Here we present the datasets and linguistic resources developed and curated by our research group, with a strong focus on enriching AI capabilities in Italian. These resources cover a wide range of tasks, including question answering, fact verification, image and video captioning, and visual question answering. Many of them are the first large-scale benchmarks of their kind for the Italian language, developed through a combination of machine translation, manual validation, and semantic annotation. These efforts aim to empower the Italian AI ecosystem by providing high-quality, publicly available data for training and evaluating models in diverse linguistic and multimodal contexts.

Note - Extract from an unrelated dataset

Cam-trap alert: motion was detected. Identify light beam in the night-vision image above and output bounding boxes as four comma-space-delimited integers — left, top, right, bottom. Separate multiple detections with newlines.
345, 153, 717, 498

SQuAD-it – Italian Question Answering Dataset

GitHub:https://github.com/crux82/squad-it

Description: SQuAD-it is a large-scale dataset for open-domain question answering in Italian, derived from the original English SQuAD dataset through semi-automatic translation. It contains over 60,000 question-answer pairs and is split into training and test sets. This dataset supports the development and benchmarking of question answering systems in the Italian language. 

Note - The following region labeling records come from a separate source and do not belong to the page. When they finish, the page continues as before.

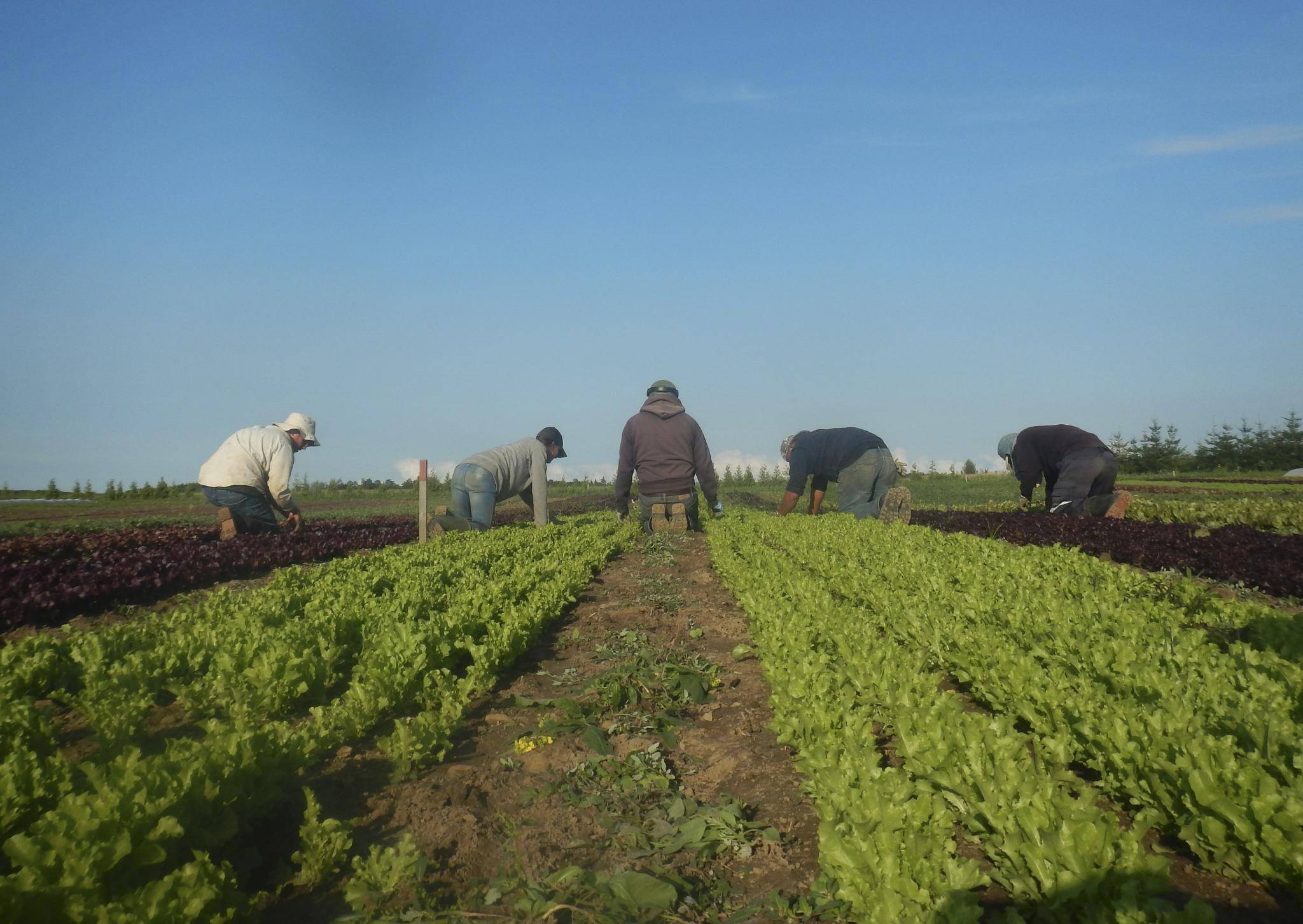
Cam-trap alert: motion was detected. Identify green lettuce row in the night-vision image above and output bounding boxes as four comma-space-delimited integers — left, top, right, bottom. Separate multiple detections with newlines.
916, 493, 1303, 533
781, 523, 1303, 783
0, 530, 527, 837
766, 518, 1303, 890
709, 518, 987, 924
711, 520, 1212, 921
0, 520, 632, 921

FEVER-it – Italian Fact Verification Dataset

GitHub: https://github.com/crux82/FEVER-it

Description: FEVER-it is a large-scale dataset designed for training and evaluating fact verification systems in Italian. Derived from the English FEVER dataset, it comprises over 180,000 claims manually verified against Wikipedia, annotated with labels indicating whether the evidence supports, refutes, or provides insufficient information about the claim. This resource facilitates the development of robust fact-checking models tailored to the Italian language.

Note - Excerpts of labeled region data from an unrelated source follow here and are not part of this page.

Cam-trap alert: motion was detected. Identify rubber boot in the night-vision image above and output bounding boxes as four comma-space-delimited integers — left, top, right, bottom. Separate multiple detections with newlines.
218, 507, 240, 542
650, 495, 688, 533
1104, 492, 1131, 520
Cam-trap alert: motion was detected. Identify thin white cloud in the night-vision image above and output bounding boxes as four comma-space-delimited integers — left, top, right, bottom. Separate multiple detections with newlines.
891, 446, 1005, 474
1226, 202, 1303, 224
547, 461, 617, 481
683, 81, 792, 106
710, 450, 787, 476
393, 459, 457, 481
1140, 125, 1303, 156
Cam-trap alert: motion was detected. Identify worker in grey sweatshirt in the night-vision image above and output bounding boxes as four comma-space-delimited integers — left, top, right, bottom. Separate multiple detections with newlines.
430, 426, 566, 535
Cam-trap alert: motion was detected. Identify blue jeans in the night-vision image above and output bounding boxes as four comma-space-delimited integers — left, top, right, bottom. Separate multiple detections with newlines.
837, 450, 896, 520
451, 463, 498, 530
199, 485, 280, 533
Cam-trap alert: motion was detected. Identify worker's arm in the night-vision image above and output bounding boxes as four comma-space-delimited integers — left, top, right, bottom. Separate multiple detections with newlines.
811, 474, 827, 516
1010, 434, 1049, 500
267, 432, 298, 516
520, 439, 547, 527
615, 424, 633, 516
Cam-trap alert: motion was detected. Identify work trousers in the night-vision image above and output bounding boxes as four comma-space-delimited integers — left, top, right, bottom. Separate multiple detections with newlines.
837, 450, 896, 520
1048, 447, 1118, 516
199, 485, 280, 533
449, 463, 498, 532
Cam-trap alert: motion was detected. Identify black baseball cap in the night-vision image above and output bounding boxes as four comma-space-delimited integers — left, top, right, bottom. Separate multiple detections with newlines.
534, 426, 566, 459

MSCOCO-it – Italian Image Captioning Dataset

GitHub: https://github.com/crux82/mscoco-it

Description: MSCOCO-it is a large-scale dataset for image captioning in Italian, derived from the MSCOCO dataset. It includes over 600,000 image-caption pairs obtained through semi-automatic translation. The dataset comprises training and validation subsets, with each image annotated with five human-written captions. This resource facilitates the training of image captioning systems in the Italian language. 

MSR-VTT-it – Italian Video Captioning Dataset

GitHub: https://github.com/crux82/msr-vtt-it

Description: MSR-VTT-it is a large-scale dataset for video captioning in Italian. It contains 200,000 video-caption pairs derived from the original English MSR-VTT dataset through semi-automatic translation. The dataset includes 10,000 web video clips, each annotated with 20 human-written captions, and is split into training (6,513 videos), validation (497 videos), and testing (2,990 videos) sets. This resource supports the development of video understanding systems in the Italian language.

HuRIC – Human-Robot Interaction Corpus

GitHub: https://github.com/crux82/huric

Description: HuRIC is a corpus designed for Human-Robot Interaction in natural language, focusing on commands directed at robots in domestic environments. It comprises audio files paired with their transcriptions, annotated with morphological, syntactic, and rich semantic information based on Frame Semantics and Spatial Semantics. This resource aids in developing systems capable of understanding and executing natural language instructions in robotic applications.

GQA-it – Italian Visual Question Answering Dataset

GitHub: https://github.com/crux82/gqa-itDescription: GQA-it is a large-scale Italian dataset for Visual Question Answering, based on the balanced version of the GQA dataset. It contains over 1 million question-answer pairs in Italian over 80,000 images, obtained through Neural Machine Translation. A test set of 3,000 question-answer pairs has been manually validated to provide a reliable benchmark. This dataset enables the development of VQA systems tailored to the Italian language.